Finding kth element in BST is quite simple. We know that all the elements in left subtree is smaller than all the elements in right subtree. If we count the number of elements in left and right subtree then we know in which subtree the required element exists and then we move to this subtree and repeat the same steps again. For example starting from root we are looking for 11th element. Lets say left subtree has 7 elements and right subtree has 6 elements.Then as the number 11 is greater than 7 we know that the 11th median exists in the right subtree. Now in the right subtree we look for (11 - 7 -1 = 3)rd element (Why?? because we have discarded left subtree). We proceed similarly in the new subtree until we get the kth median as the root.

The example described above can very well be described in recursive form. The code below is a complete program in recursive form.

  
 //find kth element in a BST recursively
Node * find_kth_element(Node *tree, int &k) {

 if(tree == 0)
  return 0;

 int count = 0;

 //count the nodes in left subtree
 count_nodes(tree->left_, count);

 //check if the root is median
 if( k == count + 1)
  return tree;

 //check if median falls on left subtree
 else if (count >= k) {

  return find_kth_element(tree->left_,k);
 }
 //the median falls on right subtree
 else {
  k = k - (count + 1);
  return find_kth_element(tree->right_, k);
 }
}

Iterative Solution

We know that recursive solutions are not that efficient and it's always good to avoid it if it's possible. The problem however is equally simple in iterative form as well. The code below translates recursive form into iterative form.

  
 

//find kth element iteratively
Node * find_kth_element_iterative(Node *tree, int &k) {
 if(tree == 0)
  return 0;

 Node *node = tree;
 int count = 0;
 int pos = k;


 while(node != 0) {
  count = 0;

  //count nodes on the left subtree
  count_nodes(node->left_, count);

  //check if root is the median
  if( pos == count + 1)
   return node;

  //check if median falls on left subtree
  else if (count >= pos)
   node = node->left_;

  //median falls on right subtree
  else {
   pos -= (count + 1);
   node = node->right_;
  }

 }
 return 0;
}

Complexity

What's the complexity of above algorithms? While finding median You are moving along a path in the tree, so in the worst case it can be height of the tree (h) and also you are counting the number of nodes in left subtree at each step. Which requires O(n) time in the worst case. Thus the overall algorithm is O(nh).

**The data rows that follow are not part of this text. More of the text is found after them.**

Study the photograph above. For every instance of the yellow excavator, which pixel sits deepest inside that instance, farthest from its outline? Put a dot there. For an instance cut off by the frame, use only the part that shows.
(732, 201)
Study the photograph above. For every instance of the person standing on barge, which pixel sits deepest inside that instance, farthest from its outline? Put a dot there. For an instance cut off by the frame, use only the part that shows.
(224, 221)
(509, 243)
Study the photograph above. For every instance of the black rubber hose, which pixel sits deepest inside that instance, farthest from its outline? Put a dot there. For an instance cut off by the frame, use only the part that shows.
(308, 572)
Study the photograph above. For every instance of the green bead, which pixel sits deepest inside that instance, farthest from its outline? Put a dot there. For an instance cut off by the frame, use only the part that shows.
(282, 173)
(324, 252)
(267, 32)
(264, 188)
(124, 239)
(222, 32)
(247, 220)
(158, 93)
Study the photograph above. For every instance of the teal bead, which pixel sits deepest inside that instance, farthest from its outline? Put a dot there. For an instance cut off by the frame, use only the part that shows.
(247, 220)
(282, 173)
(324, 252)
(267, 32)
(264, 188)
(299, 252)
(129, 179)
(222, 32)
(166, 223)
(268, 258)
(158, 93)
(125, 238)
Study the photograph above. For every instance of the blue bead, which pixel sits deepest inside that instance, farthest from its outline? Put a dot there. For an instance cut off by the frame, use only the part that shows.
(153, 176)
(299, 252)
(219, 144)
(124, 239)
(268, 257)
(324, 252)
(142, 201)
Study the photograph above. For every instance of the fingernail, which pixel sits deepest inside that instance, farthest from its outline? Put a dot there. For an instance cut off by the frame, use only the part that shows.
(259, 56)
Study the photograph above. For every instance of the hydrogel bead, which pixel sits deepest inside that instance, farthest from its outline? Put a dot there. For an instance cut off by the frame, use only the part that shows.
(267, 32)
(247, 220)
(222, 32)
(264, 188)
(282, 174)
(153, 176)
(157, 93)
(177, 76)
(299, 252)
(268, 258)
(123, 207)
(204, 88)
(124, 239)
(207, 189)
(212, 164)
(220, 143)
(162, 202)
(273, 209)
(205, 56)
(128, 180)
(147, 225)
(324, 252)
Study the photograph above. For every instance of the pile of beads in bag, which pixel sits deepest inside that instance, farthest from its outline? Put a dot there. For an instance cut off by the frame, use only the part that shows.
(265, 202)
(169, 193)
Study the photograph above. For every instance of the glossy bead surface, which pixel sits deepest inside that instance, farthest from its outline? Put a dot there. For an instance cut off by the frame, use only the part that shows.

Is there a way to improve it? Yes, of course ( at least one technique I know of). If you need to keep on computing the kth median on a single tree many times, then you can construct a tree with a count of elements in its subtree. If you do this the counting of number of nodes in left subtree takes O(1) time. Effectively the algorithm will reduce to O(h) algorithm. In case tree is balanced this is just O(log n). Not bad :).